This one is for my Mother. She’s seventy and in pretty strict self-isolation. That means that in the fresh produce department she’s got what she lovingly calls “COVID cabbage” or “Quarantine Cabbage”. It also means she’s run through her usual roster of recipes for that particular vegetable and appealed to me for a bit of culinary inspiration. After supplying a list of her larder, this is what I came up with; and it’s pure comfort food. It’s also addictive with the creamy herb sauce lacing every last nook and crany. (And me licking the plate. No joke. It ain’t pretty or dignified, but it is that good.)
Yield: 8 servings
What you need:
- 1 cup raw cashews, soaked 6-8 hours and drained
- 6 cups water
- 1 tablespoon nutritional yeast
- 1 heaping tablespoon starch (corn, potato, tapioca or rice starch all work fine)

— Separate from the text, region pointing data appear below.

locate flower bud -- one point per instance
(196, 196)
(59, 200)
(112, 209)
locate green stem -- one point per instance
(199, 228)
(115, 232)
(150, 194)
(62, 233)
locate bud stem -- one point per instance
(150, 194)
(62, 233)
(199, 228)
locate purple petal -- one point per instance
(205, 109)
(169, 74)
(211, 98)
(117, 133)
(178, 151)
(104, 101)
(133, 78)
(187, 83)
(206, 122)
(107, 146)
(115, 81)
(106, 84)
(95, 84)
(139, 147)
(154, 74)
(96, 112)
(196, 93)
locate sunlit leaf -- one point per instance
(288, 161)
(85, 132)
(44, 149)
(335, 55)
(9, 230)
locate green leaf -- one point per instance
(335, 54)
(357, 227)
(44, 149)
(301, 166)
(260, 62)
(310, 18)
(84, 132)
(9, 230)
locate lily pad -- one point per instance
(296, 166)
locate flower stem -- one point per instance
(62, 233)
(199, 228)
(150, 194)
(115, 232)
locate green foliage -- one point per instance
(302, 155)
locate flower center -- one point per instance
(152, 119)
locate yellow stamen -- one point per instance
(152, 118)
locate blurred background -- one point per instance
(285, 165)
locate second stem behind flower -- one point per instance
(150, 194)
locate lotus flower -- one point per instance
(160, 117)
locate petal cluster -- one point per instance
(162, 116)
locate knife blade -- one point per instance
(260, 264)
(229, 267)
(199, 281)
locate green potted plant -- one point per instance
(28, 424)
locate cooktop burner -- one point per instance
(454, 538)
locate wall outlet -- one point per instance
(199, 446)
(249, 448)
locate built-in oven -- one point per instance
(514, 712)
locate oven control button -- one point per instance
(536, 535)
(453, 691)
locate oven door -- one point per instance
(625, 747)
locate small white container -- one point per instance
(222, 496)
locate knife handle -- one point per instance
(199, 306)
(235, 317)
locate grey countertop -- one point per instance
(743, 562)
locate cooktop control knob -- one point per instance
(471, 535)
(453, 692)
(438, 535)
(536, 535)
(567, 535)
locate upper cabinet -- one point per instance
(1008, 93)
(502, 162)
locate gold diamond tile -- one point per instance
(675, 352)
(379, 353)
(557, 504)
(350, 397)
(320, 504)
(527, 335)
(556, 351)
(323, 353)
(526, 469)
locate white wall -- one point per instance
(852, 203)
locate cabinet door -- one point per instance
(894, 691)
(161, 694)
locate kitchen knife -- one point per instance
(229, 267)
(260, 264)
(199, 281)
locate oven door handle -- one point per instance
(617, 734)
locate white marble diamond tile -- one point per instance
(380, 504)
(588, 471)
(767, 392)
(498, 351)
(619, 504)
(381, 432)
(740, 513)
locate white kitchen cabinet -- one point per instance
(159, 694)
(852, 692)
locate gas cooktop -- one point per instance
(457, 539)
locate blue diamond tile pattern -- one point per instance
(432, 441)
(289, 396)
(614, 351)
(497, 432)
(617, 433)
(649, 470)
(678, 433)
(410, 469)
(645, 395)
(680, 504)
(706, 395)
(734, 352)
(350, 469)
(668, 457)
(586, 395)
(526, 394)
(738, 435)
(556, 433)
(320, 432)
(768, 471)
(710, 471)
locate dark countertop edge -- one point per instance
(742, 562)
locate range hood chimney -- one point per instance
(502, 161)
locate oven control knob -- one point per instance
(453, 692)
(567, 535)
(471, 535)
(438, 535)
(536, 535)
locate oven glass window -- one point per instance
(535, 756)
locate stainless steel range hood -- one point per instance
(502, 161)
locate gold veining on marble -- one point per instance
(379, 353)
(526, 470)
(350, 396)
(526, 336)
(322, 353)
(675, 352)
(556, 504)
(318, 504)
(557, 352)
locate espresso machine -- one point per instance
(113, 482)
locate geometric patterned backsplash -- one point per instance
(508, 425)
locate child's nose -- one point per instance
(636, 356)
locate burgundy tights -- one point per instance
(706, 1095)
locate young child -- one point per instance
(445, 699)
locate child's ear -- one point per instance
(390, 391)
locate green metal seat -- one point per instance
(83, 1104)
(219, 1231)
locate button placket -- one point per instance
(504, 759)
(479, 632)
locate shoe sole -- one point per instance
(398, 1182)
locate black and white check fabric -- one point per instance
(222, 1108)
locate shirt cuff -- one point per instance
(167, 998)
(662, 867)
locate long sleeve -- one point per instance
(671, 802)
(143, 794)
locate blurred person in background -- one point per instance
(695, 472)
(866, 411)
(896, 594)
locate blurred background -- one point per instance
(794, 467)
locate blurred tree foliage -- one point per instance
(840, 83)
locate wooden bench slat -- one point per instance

- 1-1/2 teaspoons salt + more for the vegetables
- 1/4 teaspoon celery seed (optional but recommended)
- olive oil, about a tablespoon – more if you live dangerously
- 2 big onions, each one cut into 6 wedges lengthwise through the middle
- 3 average potatoes, halved or quartered depending on size
- 1 small cabbage, halved and each half cut into 4 wedges through the core
- 1-1/2 cups frozen or canned corn
- 3/4 cup pot barley (pearl barley or rice will work too)
- 3 cups cooked lima beans, Gigantes (the really friggin’ big ones) preferred
- 6 sprigs each rosemary & thyme + 6 large fresh sage leaves (or the dry versions, crumbled small, quantity to desired level of spicing)
- white miso (optional)
- freshly ground black pepper
What you do:
- Preheat the oven to 350F.
- Place the cashews, water, nutritional yeast, starch, 1-1/2 teaspoons salt and celery seed in a blender. Blend until smooth and creamy with no grit at all remaining. If you don’t have a high-speed blender, this may take several minutes. Be patient: you will prevail. Set aside.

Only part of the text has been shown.